Who/what inspired you to become a teacher?
Having studied English Literature at university and having a passion for creative expression through drama and poetry, I suppose my becoming a teacher was less of a surprise to others than it was to me. I was travelling in Egypt with my future husband when the opportunity arose to teach in a local school. After the first week I was utterly hooked – teaching ‘Pride and Prejudice’ to a gang of children whose own cultural experiences were about as far from Mrs Bennett’s drawing room as you could imagine was the kind of challenge I found absolutely compelling.
My inspiration for the kind of teacher I wanted to be was heavily influenced by my own experience of a Convent education which, whilst thorough, was not warm. I am a great believer in teachers being approachable and enthusiastic, with a genuine interest in their students. We are so fortunate to have teachers who are passionate about their subjects and driven to share their knowledge with our girls. That passion is one of the first things I look for in a teacher – whether they’ve just qualified or have decades of experience – do they have that fire for their subject and for initiating others into it?
What achievement are you most proud of as Head?
I am proud and humbled on a daily basis by the strength of community at The Abbey, from the youngest girl in Nursery to our longest-serving staff member and our wonderful Alumnae. As custodian of this community that has existed for almost 130 years I feel proud that together we continue to build something that is valued by every member and that provides a lifelong network of friendship and support. The power of this community shone through in the ISI inspection that took place in my first term as Head, and I am proud of the way in which everyone pulled together to deliver our “exceptional” teaching and learning rating, with excellent in every other category.
What does a successful school look like to you?
A successful school is outward-looking, comfortable in its own skin and fun to be part of. It celebrates achievement in all its forms and applauds individuality, while also offering a sense of belonging that derives from having a strong ethos and community spirit. A successful school prepares its pupils to live happy and fulfilling lives that have a positive impact on society. It recognises that our children will live in a fast-paced, ever-changing world and equips students with the resilience and flexibility to thrive in that environment. This means giving them the tools to deal with setbacks, disagreements and being outside of their comfort zones, so that they can respond positively to challenges.

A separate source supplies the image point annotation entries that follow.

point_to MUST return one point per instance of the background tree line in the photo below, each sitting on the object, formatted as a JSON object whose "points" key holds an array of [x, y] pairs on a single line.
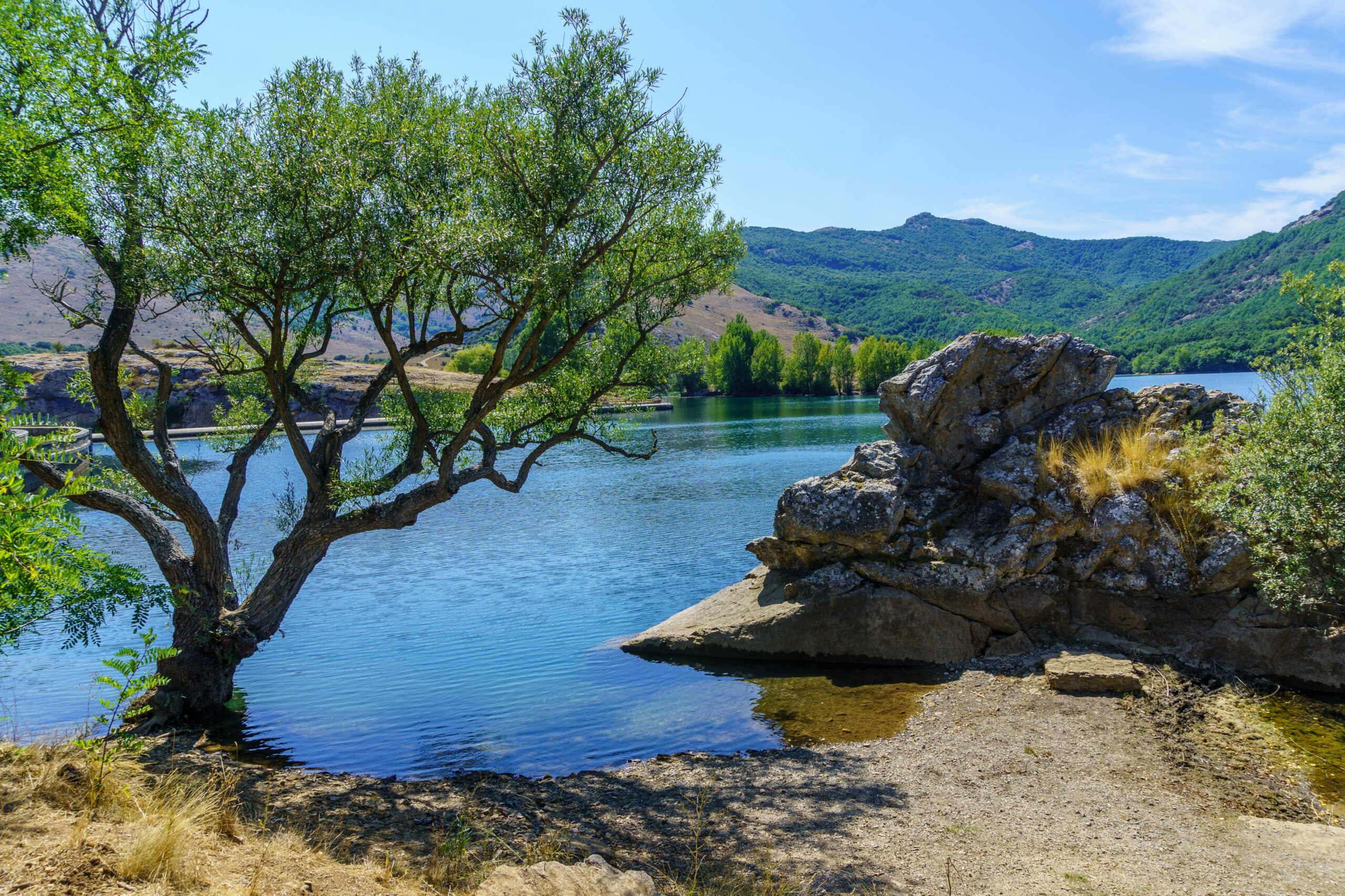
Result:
{"points": [[747, 362]]}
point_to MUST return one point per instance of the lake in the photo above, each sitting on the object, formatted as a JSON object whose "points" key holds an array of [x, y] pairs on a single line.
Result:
{"points": [[484, 637]]}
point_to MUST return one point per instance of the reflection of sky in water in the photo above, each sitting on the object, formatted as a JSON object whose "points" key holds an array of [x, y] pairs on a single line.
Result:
{"points": [[483, 637]]}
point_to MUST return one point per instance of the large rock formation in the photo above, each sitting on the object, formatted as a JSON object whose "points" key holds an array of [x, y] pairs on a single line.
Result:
{"points": [[951, 540]]}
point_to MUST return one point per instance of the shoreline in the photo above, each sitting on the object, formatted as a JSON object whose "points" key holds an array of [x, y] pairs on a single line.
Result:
{"points": [[998, 784]]}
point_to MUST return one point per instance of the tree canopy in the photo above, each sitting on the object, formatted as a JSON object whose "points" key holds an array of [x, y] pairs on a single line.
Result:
{"points": [[560, 218]]}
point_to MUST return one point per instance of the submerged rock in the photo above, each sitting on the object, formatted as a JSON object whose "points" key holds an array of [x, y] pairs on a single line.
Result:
{"points": [[953, 540]]}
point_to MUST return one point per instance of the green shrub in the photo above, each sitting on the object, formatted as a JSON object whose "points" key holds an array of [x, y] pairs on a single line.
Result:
{"points": [[1285, 483]]}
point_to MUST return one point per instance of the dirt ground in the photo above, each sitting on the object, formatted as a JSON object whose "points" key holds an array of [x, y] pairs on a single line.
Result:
{"points": [[998, 786]]}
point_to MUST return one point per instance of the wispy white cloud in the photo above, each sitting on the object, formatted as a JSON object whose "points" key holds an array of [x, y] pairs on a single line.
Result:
{"points": [[1325, 176], [1012, 214], [1251, 217], [1289, 198], [1121, 157], [1262, 32]]}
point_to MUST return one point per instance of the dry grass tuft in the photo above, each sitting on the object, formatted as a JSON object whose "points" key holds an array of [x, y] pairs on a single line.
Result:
{"points": [[1125, 459], [1051, 461], [1142, 458], [178, 813], [1093, 465]]}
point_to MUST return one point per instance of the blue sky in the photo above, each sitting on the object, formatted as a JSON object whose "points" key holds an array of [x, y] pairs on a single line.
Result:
{"points": [[1195, 119]]}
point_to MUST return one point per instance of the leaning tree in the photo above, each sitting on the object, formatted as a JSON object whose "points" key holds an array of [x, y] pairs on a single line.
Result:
{"points": [[560, 218]]}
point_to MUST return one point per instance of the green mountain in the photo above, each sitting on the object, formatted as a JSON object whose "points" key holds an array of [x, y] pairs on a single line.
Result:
{"points": [[1163, 305], [939, 277], [1227, 311]]}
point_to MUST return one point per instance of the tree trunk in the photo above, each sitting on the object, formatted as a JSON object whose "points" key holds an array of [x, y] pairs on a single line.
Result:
{"points": [[201, 676], [201, 681]]}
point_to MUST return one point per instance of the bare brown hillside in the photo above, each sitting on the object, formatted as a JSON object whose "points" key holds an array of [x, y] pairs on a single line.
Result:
{"points": [[26, 315], [710, 314]]}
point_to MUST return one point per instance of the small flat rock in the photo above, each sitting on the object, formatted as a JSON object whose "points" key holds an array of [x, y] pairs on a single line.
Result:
{"points": [[591, 878], [1091, 672]]}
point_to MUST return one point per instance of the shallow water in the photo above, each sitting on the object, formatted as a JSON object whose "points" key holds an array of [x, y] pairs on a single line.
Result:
{"points": [[1315, 725], [484, 637]]}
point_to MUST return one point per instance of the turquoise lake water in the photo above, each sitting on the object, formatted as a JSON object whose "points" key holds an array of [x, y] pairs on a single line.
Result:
{"points": [[484, 637]]}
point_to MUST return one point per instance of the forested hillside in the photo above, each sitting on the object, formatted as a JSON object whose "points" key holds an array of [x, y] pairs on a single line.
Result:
{"points": [[939, 277], [1228, 311], [1163, 305]]}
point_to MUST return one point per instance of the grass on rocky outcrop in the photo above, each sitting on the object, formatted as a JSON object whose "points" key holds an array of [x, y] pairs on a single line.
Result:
{"points": [[1169, 475], [1115, 461]]}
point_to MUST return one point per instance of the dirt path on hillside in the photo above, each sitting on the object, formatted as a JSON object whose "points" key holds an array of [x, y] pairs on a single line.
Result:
{"points": [[998, 786]]}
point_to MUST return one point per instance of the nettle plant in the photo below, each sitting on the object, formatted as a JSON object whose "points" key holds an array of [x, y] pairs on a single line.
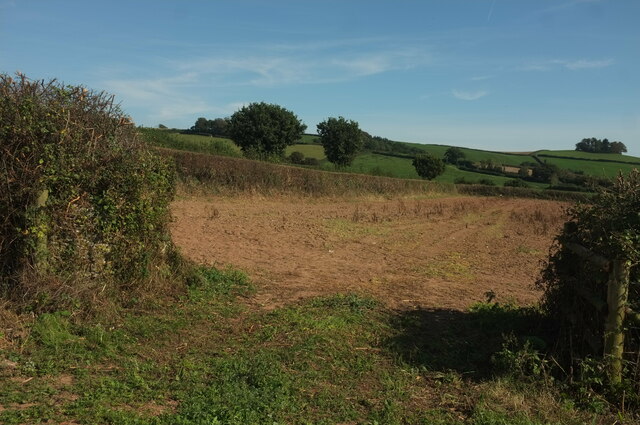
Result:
{"points": [[598, 252], [84, 199]]}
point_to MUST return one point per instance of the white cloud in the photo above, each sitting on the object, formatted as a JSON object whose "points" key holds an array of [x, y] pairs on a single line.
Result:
{"points": [[466, 95], [574, 64], [587, 64]]}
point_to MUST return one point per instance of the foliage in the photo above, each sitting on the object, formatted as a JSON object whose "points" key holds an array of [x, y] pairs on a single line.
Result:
{"points": [[83, 199], [428, 166], [341, 139], [516, 183], [232, 175], [575, 289], [216, 127], [600, 146], [296, 157], [264, 130], [453, 155], [189, 142]]}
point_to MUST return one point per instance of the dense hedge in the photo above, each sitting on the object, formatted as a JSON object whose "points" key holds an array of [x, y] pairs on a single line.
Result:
{"points": [[83, 197], [224, 174]]}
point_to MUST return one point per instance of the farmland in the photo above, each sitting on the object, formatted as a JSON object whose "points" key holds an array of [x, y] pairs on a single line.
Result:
{"points": [[320, 310]]}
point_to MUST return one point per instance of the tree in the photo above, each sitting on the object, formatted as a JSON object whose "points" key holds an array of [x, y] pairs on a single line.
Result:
{"points": [[264, 130], [219, 126], [341, 139], [453, 155], [617, 147], [428, 166]]}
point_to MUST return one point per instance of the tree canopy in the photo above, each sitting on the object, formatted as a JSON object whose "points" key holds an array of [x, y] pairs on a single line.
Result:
{"points": [[428, 166], [216, 127], [453, 155], [264, 130], [341, 139], [600, 146]]}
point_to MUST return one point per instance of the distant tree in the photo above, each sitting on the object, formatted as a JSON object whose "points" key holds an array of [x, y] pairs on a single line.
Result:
{"points": [[453, 155], [264, 130], [201, 125], [219, 126], [618, 147], [296, 157], [594, 145], [428, 166], [341, 139]]}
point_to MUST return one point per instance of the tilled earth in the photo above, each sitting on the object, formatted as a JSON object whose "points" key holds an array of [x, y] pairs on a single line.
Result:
{"points": [[409, 253]]}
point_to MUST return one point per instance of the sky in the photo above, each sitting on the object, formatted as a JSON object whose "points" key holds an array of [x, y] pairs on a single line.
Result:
{"points": [[506, 75]]}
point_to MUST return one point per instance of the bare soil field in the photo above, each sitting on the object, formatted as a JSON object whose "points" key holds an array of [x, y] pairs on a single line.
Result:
{"points": [[409, 253]]}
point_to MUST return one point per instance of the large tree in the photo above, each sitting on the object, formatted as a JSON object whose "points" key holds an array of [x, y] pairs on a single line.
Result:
{"points": [[600, 146], [342, 140], [428, 166], [453, 155], [264, 130]]}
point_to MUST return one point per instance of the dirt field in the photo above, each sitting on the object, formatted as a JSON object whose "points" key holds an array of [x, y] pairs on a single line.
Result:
{"points": [[445, 252]]}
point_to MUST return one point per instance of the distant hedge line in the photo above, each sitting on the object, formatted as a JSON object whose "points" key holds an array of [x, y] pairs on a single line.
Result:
{"points": [[224, 174]]}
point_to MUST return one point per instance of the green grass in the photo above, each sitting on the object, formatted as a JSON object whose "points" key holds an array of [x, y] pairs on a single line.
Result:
{"points": [[592, 168], [476, 155], [591, 156], [209, 359], [309, 151]]}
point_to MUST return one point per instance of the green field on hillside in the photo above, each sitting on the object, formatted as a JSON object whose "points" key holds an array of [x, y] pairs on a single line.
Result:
{"points": [[476, 155], [401, 167], [592, 168], [308, 150]]}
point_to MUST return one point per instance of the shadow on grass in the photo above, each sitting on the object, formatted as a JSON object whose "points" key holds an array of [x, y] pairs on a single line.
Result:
{"points": [[449, 340]]}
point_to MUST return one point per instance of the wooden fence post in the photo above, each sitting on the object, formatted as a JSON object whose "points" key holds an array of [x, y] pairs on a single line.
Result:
{"points": [[617, 295]]}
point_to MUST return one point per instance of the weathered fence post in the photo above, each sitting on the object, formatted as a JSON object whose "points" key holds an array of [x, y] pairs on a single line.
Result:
{"points": [[617, 294], [41, 243]]}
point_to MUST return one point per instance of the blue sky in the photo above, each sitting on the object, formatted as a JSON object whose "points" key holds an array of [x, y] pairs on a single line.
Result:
{"points": [[508, 75]]}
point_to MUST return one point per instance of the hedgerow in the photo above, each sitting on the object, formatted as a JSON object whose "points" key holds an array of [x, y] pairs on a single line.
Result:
{"points": [[84, 202]]}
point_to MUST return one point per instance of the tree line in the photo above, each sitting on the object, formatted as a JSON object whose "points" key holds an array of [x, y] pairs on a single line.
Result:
{"points": [[594, 145]]}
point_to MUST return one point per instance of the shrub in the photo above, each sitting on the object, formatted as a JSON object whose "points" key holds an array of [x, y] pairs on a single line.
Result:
{"points": [[264, 130], [576, 288], [516, 183], [296, 157], [83, 197]]}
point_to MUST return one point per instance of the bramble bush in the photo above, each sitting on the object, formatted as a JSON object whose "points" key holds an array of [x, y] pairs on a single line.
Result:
{"points": [[576, 289], [85, 202]]}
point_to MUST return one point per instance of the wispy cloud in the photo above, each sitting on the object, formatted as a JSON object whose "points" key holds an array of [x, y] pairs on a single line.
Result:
{"points": [[588, 64], [575, 64], [469, 95]]}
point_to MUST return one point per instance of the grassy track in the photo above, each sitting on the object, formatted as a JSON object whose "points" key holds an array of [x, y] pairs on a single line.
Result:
{"points": [[309, 151], [208, 359], [382, 165], [593, 168], [590, 156]]}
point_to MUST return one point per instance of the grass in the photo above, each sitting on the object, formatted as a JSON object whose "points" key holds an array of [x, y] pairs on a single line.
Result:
{"points": [[309, 151], [210, 359], [593, 168], [190, 142]]}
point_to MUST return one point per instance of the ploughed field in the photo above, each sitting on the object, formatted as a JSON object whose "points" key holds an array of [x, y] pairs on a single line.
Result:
{"points": [[448, 252]]}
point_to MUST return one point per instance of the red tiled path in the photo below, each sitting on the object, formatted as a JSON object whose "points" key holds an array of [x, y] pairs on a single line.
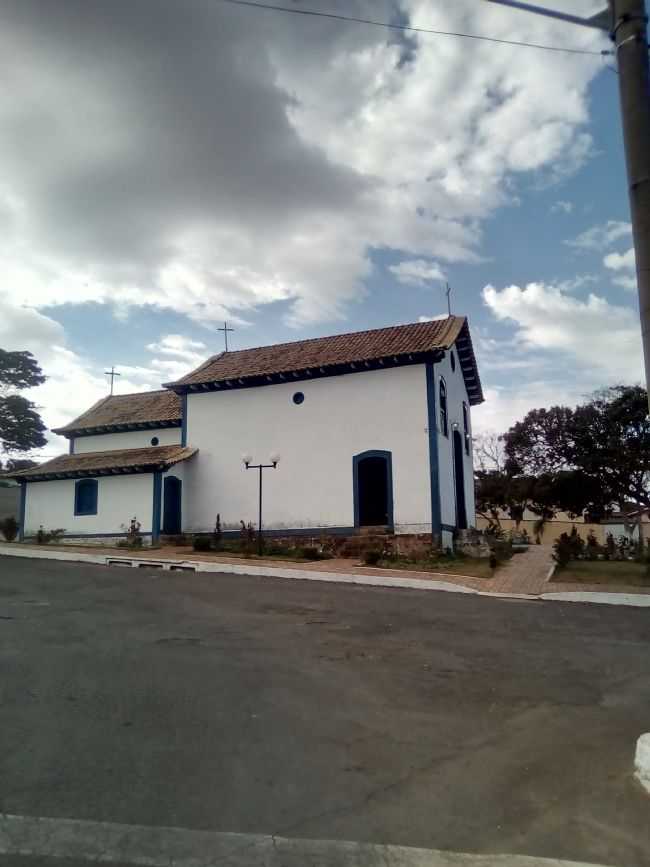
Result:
{"points": [[526, 573]]}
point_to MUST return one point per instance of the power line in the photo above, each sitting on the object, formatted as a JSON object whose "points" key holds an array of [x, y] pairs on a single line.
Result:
{"points": [[272, 7]]}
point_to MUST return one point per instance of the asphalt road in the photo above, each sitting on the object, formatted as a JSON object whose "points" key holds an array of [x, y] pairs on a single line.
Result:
{"points": [[323, 711]]}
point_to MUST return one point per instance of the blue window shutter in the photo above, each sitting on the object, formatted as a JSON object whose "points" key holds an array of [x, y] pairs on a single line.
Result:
{"points": [[85, 497]]}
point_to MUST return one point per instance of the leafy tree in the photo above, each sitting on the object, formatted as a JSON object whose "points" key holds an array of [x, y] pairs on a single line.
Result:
{"points": [[594, 456], [19, 370], [21, 427]]}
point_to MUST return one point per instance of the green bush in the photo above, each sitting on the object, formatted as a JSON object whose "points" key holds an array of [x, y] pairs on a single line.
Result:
{"points": [[9, 528], [44, 537], [562, 550], [501, 550], [372, 556], [202, 543]]}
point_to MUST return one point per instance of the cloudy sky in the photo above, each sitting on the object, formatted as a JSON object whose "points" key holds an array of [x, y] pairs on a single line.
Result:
{"points": [[166, 166]]}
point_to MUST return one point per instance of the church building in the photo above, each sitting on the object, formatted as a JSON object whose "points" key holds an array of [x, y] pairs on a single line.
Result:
{"points": [[368, 429]]}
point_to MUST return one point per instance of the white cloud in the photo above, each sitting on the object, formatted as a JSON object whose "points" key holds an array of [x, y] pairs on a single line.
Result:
{"points": [[417, 272], [625, 262], [601, 235], [73, 383], [620, 261], [436, 318], [562, 207], [506, 404], [600, 339], [279, 176]]}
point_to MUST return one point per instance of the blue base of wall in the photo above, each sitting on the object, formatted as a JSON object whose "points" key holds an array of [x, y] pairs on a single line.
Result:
{"points": [[293, 531], [119, 535]]}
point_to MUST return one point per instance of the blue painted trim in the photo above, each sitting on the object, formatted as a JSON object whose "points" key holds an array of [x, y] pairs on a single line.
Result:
{"points": [[295, 376], [157, 499], [77, 486], [166, 481], [444, 428], [120, 428], [184, 420], [434, 468], [118, 534], [21, 513], [289, 531], [356, 460]]}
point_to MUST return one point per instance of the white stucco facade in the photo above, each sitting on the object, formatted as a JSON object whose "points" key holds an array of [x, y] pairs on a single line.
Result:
{"points": [[360, 448], [119, 498], [137, 439], [340, 417], [456, 397]]}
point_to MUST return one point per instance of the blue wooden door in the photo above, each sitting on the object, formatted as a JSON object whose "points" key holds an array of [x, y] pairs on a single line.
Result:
{"points": [[172, 506]]}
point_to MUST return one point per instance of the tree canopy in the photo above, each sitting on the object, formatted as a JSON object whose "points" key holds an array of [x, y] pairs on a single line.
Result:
{"points": [[21, 427], [595, 457]]}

I believe that a successful school gives every pupil a voice and the confidence to use it – something I see from the very first Nursery assembly where parents are frequently astonished by the way in which their three year old daughter has developed in a few short weeks since starting the school.
Finally, a successful school is recognised by its pupils for the difference it has made in their lives – school is not just somewhere that you go each day, it’s something that you’re a part of and that is part of you.
What is the most important quality you want every child to have when they leave your school? And why?
It comes down to two qualities: to be honest and kind. You cannot go far wrong in life with these. Of course, being completely honest is not always kind, while sometimes it is better to be honest than it is to be kind, so I also hope that our girls have the sensitivity and intelligence to know the difference!
Please give 5 words to describe the ethos of your school.
I can do it in three: inspiration, aspiration and balance.